Because the weights are open, GLM-4-9B can be run locally or self-hosted, and it is also served free of charge through aggregators such as OpenRouter. The detailed methodology behind the family is documented in the paper 'ChatGLM: A Family of Large Language Models from GLM-130B to GLM-4 All Tools' (arXiv:2406.12793).

Released2024-06-05
LicenseGLM-4 License (custom open weights)
WeightsOpen weights
Parameters9B
Context128K
Max outputNot publicly disclosed
ArchitectureDense transformer (GLM-4 architecture)
Knowledge cutoffNot publicly disclosed
ModalitiesText
StatusAvailable (open weights)

Benchmarks

  1. MMLU (GLM-4-9B-Chat)72.4%
  2. C-Eval (GLM-4-9B-Chat)75.6%
  3. GSM8K (GLM-4-9B-Chat)79.6%
  4. MATH (GLM-4-9B-Chat)50.6%
  5. HumanEval (GLM-4-9B-Chat)71.8%
  6. IFEval (GLM-4-9B-Chat)69%
  7. AlignBench-v2 (GLM-4-9B-Chat)6.61%
  8. MT-Bench (GLM-4-9B-Chat)8.35%
  9. MMLU (GLM-4-9B base)74.7%
  10. C-Eval (GLM-4-9B base)77.1%
  11. GSM8K (GLM-4-9B base)84%
  12. GPQA (GLM-4-9B base)34.3%
  13. HumanEval (GLM-4-9B base)70.1%

Scores on a 0–100 scale (25-point gridlines); higher is better.
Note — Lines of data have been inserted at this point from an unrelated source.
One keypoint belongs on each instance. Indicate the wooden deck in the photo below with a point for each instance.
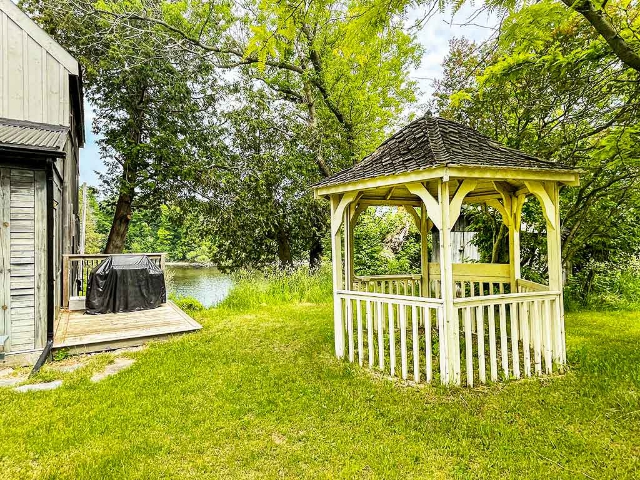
(81, 333)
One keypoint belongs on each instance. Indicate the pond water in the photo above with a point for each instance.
(206, 284)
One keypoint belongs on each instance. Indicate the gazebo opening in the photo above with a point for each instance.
(453, 320)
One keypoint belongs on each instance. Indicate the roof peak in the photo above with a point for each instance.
(432, 141)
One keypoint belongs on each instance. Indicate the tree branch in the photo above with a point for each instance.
(596, 18)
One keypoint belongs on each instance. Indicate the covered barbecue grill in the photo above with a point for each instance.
(125, 283)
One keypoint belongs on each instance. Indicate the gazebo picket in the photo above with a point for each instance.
(525, 335)
(468, 343)
(360, 336)
(504, 345)
(482, 372)
(403, 340)
(370, 347)
(493, 359)
(515, 354)
(548, 346)
(427, 341)
(416, 342)
(392, 341)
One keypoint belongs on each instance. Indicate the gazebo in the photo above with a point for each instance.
(473, 321)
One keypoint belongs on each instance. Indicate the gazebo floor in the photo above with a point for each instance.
(81, 333)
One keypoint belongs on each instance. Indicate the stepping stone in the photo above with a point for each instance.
(120, 351)
(68, 368)
(118, 365)
(11, 381)
(37, 387)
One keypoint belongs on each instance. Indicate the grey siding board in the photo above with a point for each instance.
(40, 250)
(22, 281)
(5, 247)
(35, 85)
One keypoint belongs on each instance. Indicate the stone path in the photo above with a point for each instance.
(118, 365)
(7, 379)
(37, 387)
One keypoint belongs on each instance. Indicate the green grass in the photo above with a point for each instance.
(258, 394)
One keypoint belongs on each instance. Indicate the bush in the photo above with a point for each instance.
(188, 304)
(253, 289)
(605, 286)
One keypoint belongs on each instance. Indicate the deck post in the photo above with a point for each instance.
(66, 288)
(424, 253)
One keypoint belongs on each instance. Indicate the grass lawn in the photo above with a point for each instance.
(259, 394)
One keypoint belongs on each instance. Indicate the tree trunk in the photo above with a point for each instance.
(498, 244)
(284, 250)
(120, 225)
(315, 253)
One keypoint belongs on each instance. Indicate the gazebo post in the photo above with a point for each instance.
(514, 224)
(452, 353)
(554, 249)
(424, 252)
(348, 249)
(336, 262)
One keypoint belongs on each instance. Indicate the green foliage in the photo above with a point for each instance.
(188, 304)
(97, 226)
(612, 285)
(60, 354)
(386, 241)
(253, 289)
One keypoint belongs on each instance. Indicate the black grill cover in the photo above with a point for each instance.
(125, 283)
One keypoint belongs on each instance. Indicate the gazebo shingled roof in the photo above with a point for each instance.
(436, 142)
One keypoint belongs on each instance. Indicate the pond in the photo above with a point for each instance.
(206, 284)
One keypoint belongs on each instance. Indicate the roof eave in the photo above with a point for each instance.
(32, 150)
(565, 176)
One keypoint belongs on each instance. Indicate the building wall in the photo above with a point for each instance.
(23, 273)
(34, 73)
(34, 86)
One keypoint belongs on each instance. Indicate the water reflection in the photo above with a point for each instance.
(207, 285)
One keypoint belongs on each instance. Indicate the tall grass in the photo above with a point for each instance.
(605, 286)
(254, 289)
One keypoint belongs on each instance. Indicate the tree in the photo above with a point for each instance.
(341, 66)
(549, 86)
(152, 107)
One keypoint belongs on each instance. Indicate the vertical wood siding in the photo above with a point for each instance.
(22, 226)
(34, 86)
(23, 258)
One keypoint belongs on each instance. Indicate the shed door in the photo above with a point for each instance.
(23, 253)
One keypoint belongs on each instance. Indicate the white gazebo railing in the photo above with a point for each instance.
(383, 328)
(476, 322)
(496, 336)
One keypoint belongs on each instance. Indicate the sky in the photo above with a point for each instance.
(434, 36)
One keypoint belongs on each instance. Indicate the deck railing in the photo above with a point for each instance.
(525, 286)
(393, 326)
(76, 269)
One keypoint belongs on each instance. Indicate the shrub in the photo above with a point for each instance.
(273, 287)
(188, 304)
(605, 285)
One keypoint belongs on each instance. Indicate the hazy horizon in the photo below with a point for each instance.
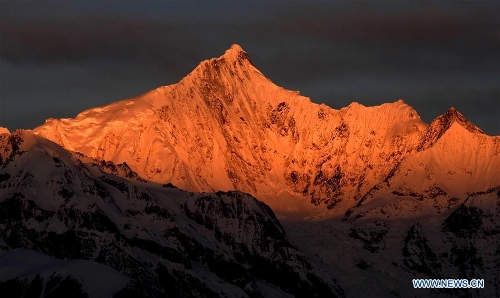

Each benchmark links to its published source.

Pricing

InputFree / 1M tokens
OutputFree / 1M tokens

Served free of charge via OpenRouter (thudm/glm-4-9b:free). Open weights can also be self-hosted at no licensing cost.

Pricing source ↗

Strengths

  • Strong capability-per-parameter for a 9B model — beats Llama-3-8B on the lab's reported semantics, math, reasoning, code and knowledge evals
  • 128K context in GLM-4-9B-Chat, with a dedicated 1M-token long-context variant
  • Native tool calling, web browsing and code execution support
  • Multilingual across 26 languages (incl. Japanese, Korean, German)
  • Open weights — runs locally / self-hosted, small enough for single-GPU or on-device use
  • Available free through OpenRouter for low-cost experimentation

Best for

  • Local and on-device chat assistants where a small open model is preferred
  • Long-document analysis using the 128K / 1M context variants
  • Tool-using and function-calling agents on a self-hosted model
  • Multilingual chat and translation across 26 languages
  • Research and fine-tuning on a permissively distributed open-weight base
  • Cost-sensitive prototyping via the free OpenRouter endpoint

How to access

ProviderModel ID
OpenRouter ↗thudm/glm-4-9b:free
Hugging Face ↗THUDM/glm-4-9b-chat

FAQ

Is GLM-4-9B open source?

The weights are openly released by Team GLM (THUDM / Zhipu) on Hugging Face under the custom GLM-4 License, so you can download, run and fine-tune the model locally. Use of the weights must comply with the GLM-4 LICENSE terms in the repository.

What context length does GLM-4-9B support?

GLM-4-9B-Chat supports up to 128K tokens. There is also a dedicated GLM-4-9B-Chat-1M variant that extends the context to 1M tokens. The plain base model uses a shorter window.

How does GLM-4-9B compare to Llama-3-8B?

Per its model card and the ChatGLM technical report, both GLM-4-9B and the aligned GLM-4-9B-Chat outperform Llama-3-8B across semantics, math, reasoning, code and knowledge evaluations. GLM-4-9B-Chat scores 72.4 on MMLU, 79.6 on GSM8K, 50.6 on MATH and 71.8 on HumanEval.

Can GLM-4-9B handle images?

The text GLM-4-9B model is text-only. For vision, the family includes a separate multimodal model, GLM-4V-9B, built on the same 9B base, which handles image understanding.